Python 3.8 or higher Docker (optional)
- Introduction
- Setup
- Local Setup
- Docker Setup
- Usage
- Web Application
- API Endpoint
- Model Training
- Model Evaluation
- CI/CD
- License
The movie genre classification project uses natural language processing techniques to predict the genres of movies based on their overviews. It employs a machine learning model trained on a labeled dataset of movie overviews and corresponding genres.
To use the movie genre classification project, you can follow the instructions below to set it up in your local environment or as a Docker container.
-
Clone the repository to your local machine:
git clone https://github.com/kndeepak/CI-CD-Pipeline-Implementation.git -
Navigate to the project directory:
cd Movie-Genere-CI-CD-Pipeline-Prediction -
Install the required dependencies:
pip install -r requirements.txt -
Run the Flask web application:
python app.py
-
Install Docker on your machine. Refer to the official Docker documentation for instructions specific to your operating system.
-
Clone the repository to your local machine:
git clone https://github.com/nursnaaz/Movie-Genere-CI-CD-Pipeline-Prediction.git -
Navigate to the project directory:
cd Movie-Genere-CI-CD-Pipeline-Prediction -
Build the Docker image:
docker build -t movie-genre-classification . -
Run the Docker container:
docker run -p 5555:5555 movie-genre-classification
Once you have set up the movie genre classification project, you can use it in two ways: through the web application or via the API endpoint.
-
Access the local web application by opening your web browser and visiting http://localhost:5555.
-
Access the Heroku web application by opening your web browser and visiting https://movie-genere.herokuapp.com/
Enter a movie overview in the provided input field.
Click the "Predict" button to get the predicted genres for the movie.
You can also make predictions using the API endpoint.
Endpoint: http://localhost:5555/predict_api Method: POST Request Payload: Parameter name: overview Parameter value: A vengeful New York transit cop decides to steal a trainload of subway fares; his foster brother, a fellow cop, tries to protect him.
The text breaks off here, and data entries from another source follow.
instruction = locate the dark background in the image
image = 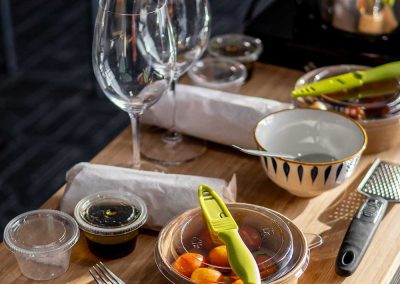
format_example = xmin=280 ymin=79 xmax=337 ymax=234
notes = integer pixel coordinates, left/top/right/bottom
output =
xmin=0 ymin=0 xmax=400 ymax=240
Endpoint: https://movie-genere.herokuapp.com/predict_api Method: POST Request Payload: Parameter name: overview Parameter value: A vengeful New York transit cop decides to steal a trainload of subway fares; his foster brother, a fellow cop, tries to protect him.
curl -d "overview=A vengeful New York transit cop decides to steal a trainload of subway fares; his foster brother, a fellow cop, tries to protect him." -X POST https://movie-genere.herokuapp.com/predict_api
curl -d "overview=A vengeful New York transit cop decides to steal a trainload of subway fares; his foster brother, a fellow cop, tries to protect him." -X POST http:///localhost:5555/predict_api
The model for movie genre classification was trained using the provided code. Here's a summary of the training process:
- The dataset used for training is the movies_metadata.csv file, which can be downloaded from Kaggle (34.45MB file within the 239MB zip file).
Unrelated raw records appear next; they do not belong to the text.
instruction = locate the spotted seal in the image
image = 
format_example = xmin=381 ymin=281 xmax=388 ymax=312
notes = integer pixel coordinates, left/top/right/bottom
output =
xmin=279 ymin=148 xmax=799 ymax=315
- The data was preprocessed and cleaned by extracting the 'overview' and 'genres' columns from the dataset.
- A TextPreprocessor class was implemented to clean the text data by removing special characters, converting to lowercase, and removing stopwords.
- The dataset was split into training and testing sets using a 80% ratio.
- The target labels were binarized using MultiLabelBinarizer.
- The movie genre classification model was built using a pipeline that includes text preprocessing, TF-IDF vectorization, and a logistic regression classifier.
- The model was trained using the training dataset.
- The trained model pipeline and the MultiLabelBinarizer were saved as model_pipeline.pkl and mlb.pkl, respectively.
After training the model, it was evaluated using the testing dataset. Here are the evaluation results:
- Accuracy: 0.16206766206766207
- F1-score: 0.5600685836094441 (micro-average F1-score for multi-label classification)
These metrics provide an indication of the model's performance in predicting the genres of movies based on their overviews.
This repository implements CI/CD (Continuous Integration/Continuous Deployment) using GitHub Actions and Heroku. The CI/CD pipeline ensures that whenever a code commit is made, the code is automatically built, tested, and deployed to Heroku.
The workflow in the .github/workflows/main.yml file defines the CI/CD pipeline. It includes steps for installing dependencies, running tests, and deploying the application to Heroku.
To set up CI/CD for your own repository, you can follow these steps:
-
Create a Heroku account (if you don't have one already) and create a new app.
-
Set up the Heroku CLI on your local machine and log in to your Heroku account.
-
Add the necessary Heroku environment variables in your GitHub repository's secrets. These variables may include the Heroku API key, Heroku app name, etc.
-
Push the code to the GitHub repository, and the CI/CD pipeline will automatically trigger. The workflow will build, test, and deploy the code to your Heroku app.
The movie genre classification project is released under the MIT License. You are free to use, modify, and distribute the code for personal and commercial purposes.